Diana stared at her husband for a long, silent moment, her chest heaving, her hands clenched into fists. Then she shoved her way past him and went stalking down the hall, looking for more pictures, more evidence, a name. After all these years, finally, a name.
In the living room she found two more pictures, one of the man on a sailboat, beside someone who had to be his brother, a slightly older, slightly fatter version of him. The second was a wedding picture, where the man she’d known as Poe seemed to be in his mid-thirties, and his wife, a young woman with wide eyes and dark hair, half-swallowed by an enormous pouf of a white dress. She stared at the two faces, first the man, then the woman, running her fingers over the words monogrammed at the bottom of the picture frame: Henry and Daisy Shoemaker, June 9, 2001.
“Diana?” Michael had come up behind her, moving carefully, the way you’d approach a skittish, feral cat.

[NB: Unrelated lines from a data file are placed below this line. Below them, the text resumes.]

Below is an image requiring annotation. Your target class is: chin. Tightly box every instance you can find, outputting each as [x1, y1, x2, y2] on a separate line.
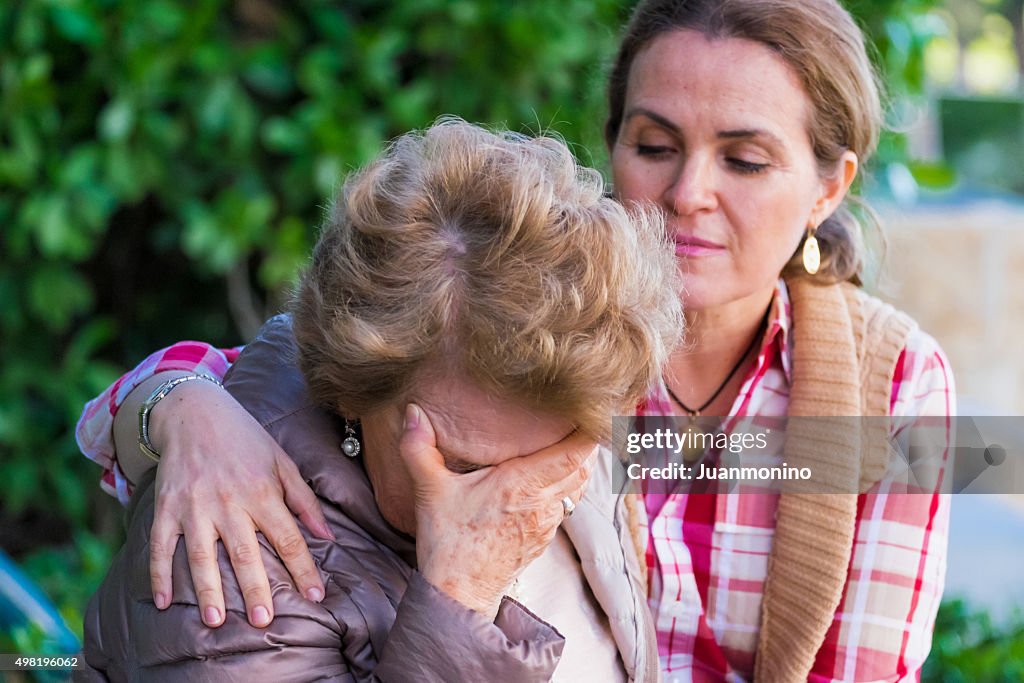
[677, 279, 738, 311]
[676, 262, 781, 312]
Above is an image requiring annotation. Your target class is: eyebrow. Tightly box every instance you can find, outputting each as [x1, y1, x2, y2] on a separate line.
[716, 128, 785, 146]
[623, 107, 785, 146]
[623, 107, 681, 135]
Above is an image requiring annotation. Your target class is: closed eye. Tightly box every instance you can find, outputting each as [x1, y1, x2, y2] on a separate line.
[727, 158, 769, 174]
[637, 144, 674, 157]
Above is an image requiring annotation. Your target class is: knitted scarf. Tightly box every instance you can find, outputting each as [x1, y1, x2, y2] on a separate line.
[753, 276, 915, 682]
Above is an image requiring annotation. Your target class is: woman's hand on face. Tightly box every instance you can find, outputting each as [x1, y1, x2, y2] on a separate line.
[146, 380, 334, 628]
[400, 403, 597, 619]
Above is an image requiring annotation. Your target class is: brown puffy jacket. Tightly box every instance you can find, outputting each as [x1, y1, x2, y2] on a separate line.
[78, 315, 658, 682]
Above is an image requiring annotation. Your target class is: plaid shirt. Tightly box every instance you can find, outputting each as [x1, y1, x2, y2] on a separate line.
[637, 281, 954, 682]
[75, 281, 954, 681]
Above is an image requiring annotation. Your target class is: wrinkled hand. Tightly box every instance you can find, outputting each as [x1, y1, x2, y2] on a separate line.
[400, 404, 596, 618]
[147, 380, 334, 628]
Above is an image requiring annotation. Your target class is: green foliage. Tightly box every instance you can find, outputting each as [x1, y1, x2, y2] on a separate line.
[847, 0, 952, 171]
[18, 530, 118, 642]
[924, 599, 1024, 682]
[0, 0, 623, 528]
[850, 0, 947, 95]
[939, 94, 1024, 193]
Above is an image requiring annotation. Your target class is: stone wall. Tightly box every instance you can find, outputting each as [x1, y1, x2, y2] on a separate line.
[878, 199, 1024, 415]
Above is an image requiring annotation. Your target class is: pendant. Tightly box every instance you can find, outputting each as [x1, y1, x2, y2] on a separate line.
[682, 414, 707, 464]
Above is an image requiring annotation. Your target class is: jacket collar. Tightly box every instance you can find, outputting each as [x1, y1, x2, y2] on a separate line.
[224, 314, 417, 567]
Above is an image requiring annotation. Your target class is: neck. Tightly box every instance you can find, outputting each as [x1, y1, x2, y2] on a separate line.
[665, 285, 775, 415]
[683, 286, 775, 354]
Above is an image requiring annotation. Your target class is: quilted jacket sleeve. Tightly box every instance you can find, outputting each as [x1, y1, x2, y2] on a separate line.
[81, 415, 565, 681]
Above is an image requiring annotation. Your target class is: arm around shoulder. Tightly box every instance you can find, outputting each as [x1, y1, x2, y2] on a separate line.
[83, 474, 563, 683]
[82, 477, 350, 682]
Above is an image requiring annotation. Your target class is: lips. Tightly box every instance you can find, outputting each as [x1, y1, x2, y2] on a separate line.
[674, 234, 725, 256]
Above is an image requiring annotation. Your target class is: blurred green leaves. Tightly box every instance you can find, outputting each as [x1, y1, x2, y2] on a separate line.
[923, 599, 1024, 682]
[0, 0, 626, 536]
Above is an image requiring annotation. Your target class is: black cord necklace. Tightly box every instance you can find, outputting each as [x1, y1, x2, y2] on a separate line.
[665, 306, 771, 418]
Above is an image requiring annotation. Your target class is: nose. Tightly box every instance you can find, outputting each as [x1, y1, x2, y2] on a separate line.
[664, 154, 718, 216]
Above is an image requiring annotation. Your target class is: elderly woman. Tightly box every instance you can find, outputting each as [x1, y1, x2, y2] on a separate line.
[78, 1, 955, 680]
[78, 121, 679, 681]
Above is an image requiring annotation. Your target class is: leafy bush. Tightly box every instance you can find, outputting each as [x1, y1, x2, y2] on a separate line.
[0, 0, 623, 535]
[924, 599, 1024, 682]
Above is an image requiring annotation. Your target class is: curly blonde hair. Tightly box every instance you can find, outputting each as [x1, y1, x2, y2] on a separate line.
[292, 119, 682, 439]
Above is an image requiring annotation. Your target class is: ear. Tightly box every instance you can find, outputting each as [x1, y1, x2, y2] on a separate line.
[809, 150, 858, 227]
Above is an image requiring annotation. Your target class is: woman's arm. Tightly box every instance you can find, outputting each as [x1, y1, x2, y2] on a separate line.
[110, 370, 198, 486]
[76, 341, 332, 629]
[76, 342, 240, 503]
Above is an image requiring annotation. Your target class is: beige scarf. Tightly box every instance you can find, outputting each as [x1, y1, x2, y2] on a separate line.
[753, 276, 915, 682]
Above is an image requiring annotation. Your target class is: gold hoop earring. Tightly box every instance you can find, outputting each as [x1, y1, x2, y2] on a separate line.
[802, 225, 820, 275]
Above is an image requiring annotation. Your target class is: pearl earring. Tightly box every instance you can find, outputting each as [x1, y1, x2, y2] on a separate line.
[340, 420, 361, 457]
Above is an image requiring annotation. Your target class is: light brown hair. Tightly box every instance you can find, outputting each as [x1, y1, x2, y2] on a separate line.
[605, 0, 883, 285]
[292, 119, 682, 439]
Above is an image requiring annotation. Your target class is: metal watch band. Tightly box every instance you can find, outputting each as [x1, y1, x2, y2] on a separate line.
[137, 373, 223, 462]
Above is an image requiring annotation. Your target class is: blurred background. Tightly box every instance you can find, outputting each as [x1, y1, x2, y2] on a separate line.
[1, 0, 1022, 680]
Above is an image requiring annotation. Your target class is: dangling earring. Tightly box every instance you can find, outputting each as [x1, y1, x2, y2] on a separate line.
[340, 420, 361, 457]
[802, 224, 821, 275]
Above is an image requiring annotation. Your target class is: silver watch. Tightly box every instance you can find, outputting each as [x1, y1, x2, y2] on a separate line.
[137, 373, 223, 462]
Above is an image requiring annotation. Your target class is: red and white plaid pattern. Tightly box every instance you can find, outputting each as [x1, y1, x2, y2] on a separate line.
[637, 281, 954, 682]
[75, 280, 955, 680]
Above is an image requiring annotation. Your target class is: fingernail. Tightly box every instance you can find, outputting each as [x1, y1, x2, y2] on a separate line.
[305, 587, 324, 602]
[154, 592, 168, 609]
[404, 404, 420, 430]
[252, 605, 271, 627]
[316, 520, 336, 541]
[204, 606, 222, 626]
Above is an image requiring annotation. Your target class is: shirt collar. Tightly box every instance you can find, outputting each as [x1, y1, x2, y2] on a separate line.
[760, 279, 792, 383]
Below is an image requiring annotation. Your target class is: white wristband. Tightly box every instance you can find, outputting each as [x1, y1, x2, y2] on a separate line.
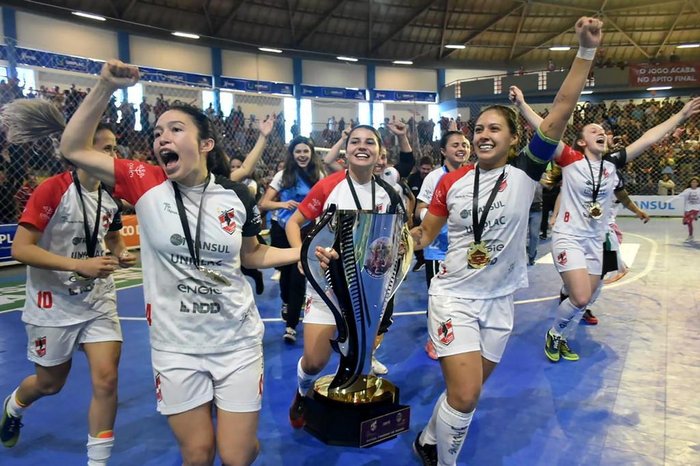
[576, 47, 597, 61]
[419, 208, 428, 221]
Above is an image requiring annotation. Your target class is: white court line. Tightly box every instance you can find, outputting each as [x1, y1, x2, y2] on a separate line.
[3, 233, 658, 320]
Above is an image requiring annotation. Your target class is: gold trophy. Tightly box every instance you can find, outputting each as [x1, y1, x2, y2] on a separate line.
[300, 205, 412, 447]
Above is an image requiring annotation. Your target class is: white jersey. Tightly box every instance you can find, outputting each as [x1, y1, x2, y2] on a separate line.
[20, 171, 120, 326]
[298, 169, 404, 219]
[113, 159, 263, 354]
[268, 170, 284, 222]
[418, 166, 450, 261]
[553, 145, 626, 241]
[428, 152, 544, 299]
[679, 187, 700, 212]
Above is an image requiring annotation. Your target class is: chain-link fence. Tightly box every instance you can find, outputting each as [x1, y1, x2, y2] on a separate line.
[1, 45, 699, 227]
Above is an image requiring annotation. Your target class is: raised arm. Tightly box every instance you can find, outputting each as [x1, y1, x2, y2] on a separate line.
[60, 60, 139, 186]
[388, 119, 412, 153]
[539, 17, 602, 142]
[230, 115, 274, 182]
[625, 97, 700, 161]
[510, 86, 543, 129]
[322, 130, 348, 174]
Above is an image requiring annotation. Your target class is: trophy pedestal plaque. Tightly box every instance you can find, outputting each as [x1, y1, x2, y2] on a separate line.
[303, 374, 410, 447]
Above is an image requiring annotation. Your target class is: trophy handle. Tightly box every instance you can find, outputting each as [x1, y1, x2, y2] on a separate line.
[300, 205, 351, 350]
[386, 225, 414, 302]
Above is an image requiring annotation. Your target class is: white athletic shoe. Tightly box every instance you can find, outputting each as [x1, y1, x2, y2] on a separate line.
[685, 235, 694, 243]
[371, 356, 388, 375]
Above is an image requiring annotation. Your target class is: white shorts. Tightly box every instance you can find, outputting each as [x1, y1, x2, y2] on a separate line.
[427, 294, 514, 363]
[25, 311, 122, 367]
[551, 233, 603, 276]
[151, 345, 264, 416]
[302, 284, 337, 326]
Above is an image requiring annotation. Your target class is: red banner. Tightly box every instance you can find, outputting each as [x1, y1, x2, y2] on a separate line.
[120, 214, 141, 248]
[628, 62, 700, 87]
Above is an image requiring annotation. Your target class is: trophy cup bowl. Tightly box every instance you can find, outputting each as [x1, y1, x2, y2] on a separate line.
[300, 205, 413, 447]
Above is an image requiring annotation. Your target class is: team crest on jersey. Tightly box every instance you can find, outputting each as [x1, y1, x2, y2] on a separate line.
[155, 373, 162, 402]
[557, 251, 568, 266]
[102, 213, 112, 230]
[34, 336, 47, 357]
[438, 319, 454, 345]
[127, 162, 146, 179]
[218, 208, 237, 234]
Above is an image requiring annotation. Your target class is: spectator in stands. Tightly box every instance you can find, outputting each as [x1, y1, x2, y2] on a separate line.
[139, 97, 152, 132]
[14, 169, 39, 215]
[0, 165, 18, 224]
[657, 173, 676, 195]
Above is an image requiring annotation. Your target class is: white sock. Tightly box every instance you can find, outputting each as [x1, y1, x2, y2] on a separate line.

“I’ve seen her,” she said. Her voice was faint. “Jesus, Michael, I’ve seen this woman, in the post office, and Jams, and in the Wellfleet Market…” A memory was surfacing. She’d been at the market, picking up hot dog buns, and this woman, Daisy, had been right beside her. Diana remembered that her brown hair had been drawn into a loose ponytail, and she’d said something, Hi, or Perfect beach weather, isn’t it, or… “Lucky,” said Diana. Her voice was hollow. “She said how lucky we were, to be in a place like this.” Diana’s heart was thumping, her brain spinning. She felt like her windpipe had narrowed, like she couldn’t take in enough oxygen. When she shook her head, there was a ringing in her ears. “This guy, the guy who raped me, he comes here every summer, him and his wife and his d-daughter…” She swallowed the scream that wanted to escape, and when Michael tried to take her hand, she said, “I can’t be in here anymore,” and walked, then trotted, down the hall. Right by the front door was a half-moon-shaped table, with more framed pictures, and a glass jar of seashells. Diana picked it up, hoisted it over her head, and sent it smashing down to shatter on the tiled floor before running out the door.
* * *
She tried to forget. She tried to put the knowledge of Henry Shoemaker’s face, of his presence in Truro, into the farthest reaches of her mind, walling off the new knowledge the way she’d walled off Corn Hill Beach, long ago. I’m not going to think about it, she would tell herself, but that promise just turned out to be a guarantee that she was going to think about it, all day long, at work, at home, painting in the shared studio space at the Castle Hill Center for the Arts, where her brushes sat with paint drying on the bristles, and her half-finished canvases were stacked facing the walls. On and on, her brain churned, like a washing machine stuck on “agitate,” with one simple phrase, two words, pounding like a drum: he’s here, he’s here, he’s here. She resisted, until one day she couldn’t stand it anymore, and she did the thing she’d been keeping herself from doing since that Saturday morning with her husband. She went to the Truro library, sat down at one of the public terminals, and typed “Henry Shoemaker” into Google, because she couldn’t stand even the idea of typing his name into her own laptop at home.